Our net worth is down half a percent this month. Who knows why? Something to do with market movements, I assume.

On Life

Random Milestone: Reading in 2019. I forgot to brag about this one in my year end summary and I’m happy about it. I read 134 books last year!

Brainspace. I had a holiday travel / socializing hangover. It took me nearly 2 weeks to get back in the mindset for being focused on work and getting things done efficiently. I hated that mental fug that was keeping me from focusing!

Pasta substitute! I’ve finally found a reasonable substitute for spaghetti / penne noodles! Hearts of palm. They have a faint taste of asparagus which is fine by me.
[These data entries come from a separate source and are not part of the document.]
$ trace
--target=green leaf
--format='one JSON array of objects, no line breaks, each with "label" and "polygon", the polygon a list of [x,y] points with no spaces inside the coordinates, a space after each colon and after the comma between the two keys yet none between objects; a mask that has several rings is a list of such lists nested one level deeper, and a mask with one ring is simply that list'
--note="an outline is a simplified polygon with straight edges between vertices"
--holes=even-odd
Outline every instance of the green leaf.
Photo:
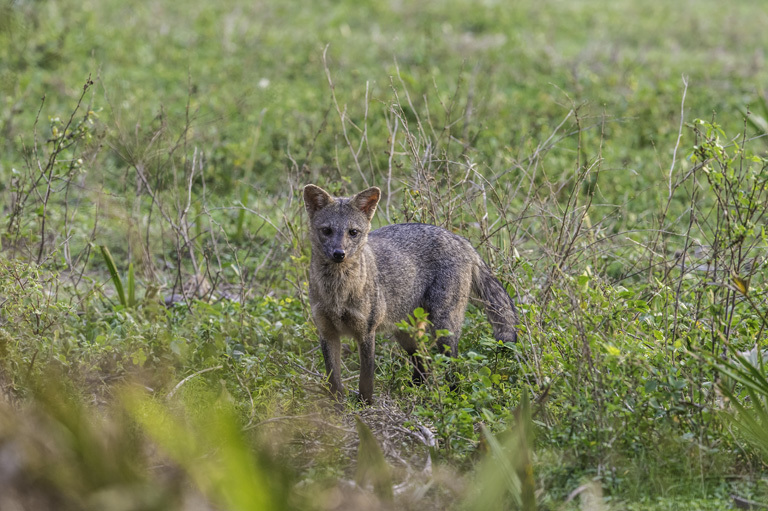
[{"label": "green leaf", "polygon": [[125,298],[125,291],[123,290],[123,281],[120,279],[120,274],[117,273],[115,260],[112,258],[112,254],[109,252],[109,249],[106,247],[106,245],[100,245],[99,249],[101,249],[101,255],[104,258],[104,263],[107,265],[107,270],[109,270],[109,275],[112,277],[112,283],[114,283],[115,289],[117,290],[117,298],[118,300],[120,300],[120,305],[122,305],[123,307],[127,307],[128,301]]}]

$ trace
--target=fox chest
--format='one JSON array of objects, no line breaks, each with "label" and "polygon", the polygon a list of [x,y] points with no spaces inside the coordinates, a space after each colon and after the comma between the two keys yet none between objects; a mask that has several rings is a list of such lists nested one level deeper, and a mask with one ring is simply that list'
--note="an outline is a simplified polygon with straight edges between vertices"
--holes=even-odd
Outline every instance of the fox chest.
[{"label": "fox chest", "polygon": [[310,297],[310,301],[318,327],[328,328],[338,335],[361,337],[375,330],[381,322],[376,301],[367,296],[316,296],[315,299]]}]

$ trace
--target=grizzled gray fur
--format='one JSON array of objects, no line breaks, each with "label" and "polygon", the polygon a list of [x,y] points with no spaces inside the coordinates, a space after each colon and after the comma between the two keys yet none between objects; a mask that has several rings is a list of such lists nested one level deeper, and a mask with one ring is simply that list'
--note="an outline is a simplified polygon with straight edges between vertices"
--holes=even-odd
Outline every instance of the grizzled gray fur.
[{"label": "grizzled gray fur", "polygon": [[349,198],[332,197],[315,185],[304,187],[312,244],[309,301],[331,392],[339,400],[344,393],[341,336],[358,344],[363,401],[373,398],[377,331],[394,331],[414,361],[414,380],[421,380],[424,368],[414,356],[417,340],[394,328],[417,307],[429,313],[432,332],[451,332],[437,342],[453,357],[470,296],[484,305],[497,339],[517,339],[512,299],[470,242],[427,224],[371,231],[380,197],[376,187]]}]

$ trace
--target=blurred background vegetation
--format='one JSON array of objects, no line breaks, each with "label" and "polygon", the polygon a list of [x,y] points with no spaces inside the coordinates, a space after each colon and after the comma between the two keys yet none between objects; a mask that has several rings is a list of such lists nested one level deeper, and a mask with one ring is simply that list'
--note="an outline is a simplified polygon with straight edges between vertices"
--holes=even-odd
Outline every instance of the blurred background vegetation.
[{"label": "blurred background vegetation", "polygon": [[[0,0],[0,509],[759,507],[765,26]],[[471,239],[520,343],[471,309],[450,392],[382,340],[377,403],[335,412],[309,182]]]}]

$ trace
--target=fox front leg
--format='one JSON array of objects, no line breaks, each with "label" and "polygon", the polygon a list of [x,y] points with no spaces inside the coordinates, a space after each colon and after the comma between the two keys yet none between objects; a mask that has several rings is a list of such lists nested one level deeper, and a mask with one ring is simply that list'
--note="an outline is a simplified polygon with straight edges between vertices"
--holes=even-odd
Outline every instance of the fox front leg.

It’s reduced if you soak them in water for a while before cooking, but even if you don’t, they’re fine if you like the taste of asparagus.

Goals. I didn’t have any motivation at all earlier in the month to set goals but halfway through I realized that I do want to do some things that aren’t just regular keeping on. At first it was create 12 books for sale and craft one publishable personal essay to submit to Longreads, but then I realized that this year is going to be challenging enough. So it’s now create 6 books to sell and craft one publishable personal essay to submit to Longreads. Who knows if the latter will ever be good enough but I’ve got to try eventually, right? One book down!

:: How was your January?

4 Responses to “Money & Life Report: January 2020”

  1. Our January wasn’t that spendy, but even a few days into February there’s a lot of $$$ going out. I think it’s just the new year kicking everything into gear again.

    I love password managers. While I was doing our estate planning, I realized it’d be near impossible to give access to all our accounts without one.

    That’s an impressive number of books!

    • Revanche says:

      I was really hoping to keep the spending down for more than a week or two but regular expenses are starting to pile on again to the tune of hundreds. Dog stuff!

      Yes thanks for the reminder that I have to actually ADD passwords to the password manager for PiC eeps!

  2. January is often a spendy month b/c the holiday bills from Dec come due. I have a large extended family, but luckily we have all agreed to do a white elephant exchange for the adults and just buy presents for the kids. In addition, we moved to FL from NY so that decreased spending due to geo-arbitrage. Net worth-wise, I wouldn’t worry about a half-percentage drop — that’s probably the spending which seems like it’s mainly investing back in your rental. With Brexit, coronavirus, trade wars and other market shocks, I’m sure our portfolio took a hit too, but we track monthly but only rebalance annually.

    • Revanche says:

      NW: Yes a drop like that isn’t really worth more attention than the one sentence I gave it šŸ™‚

      January is such a rough month after holidays and related spending and related fatigue!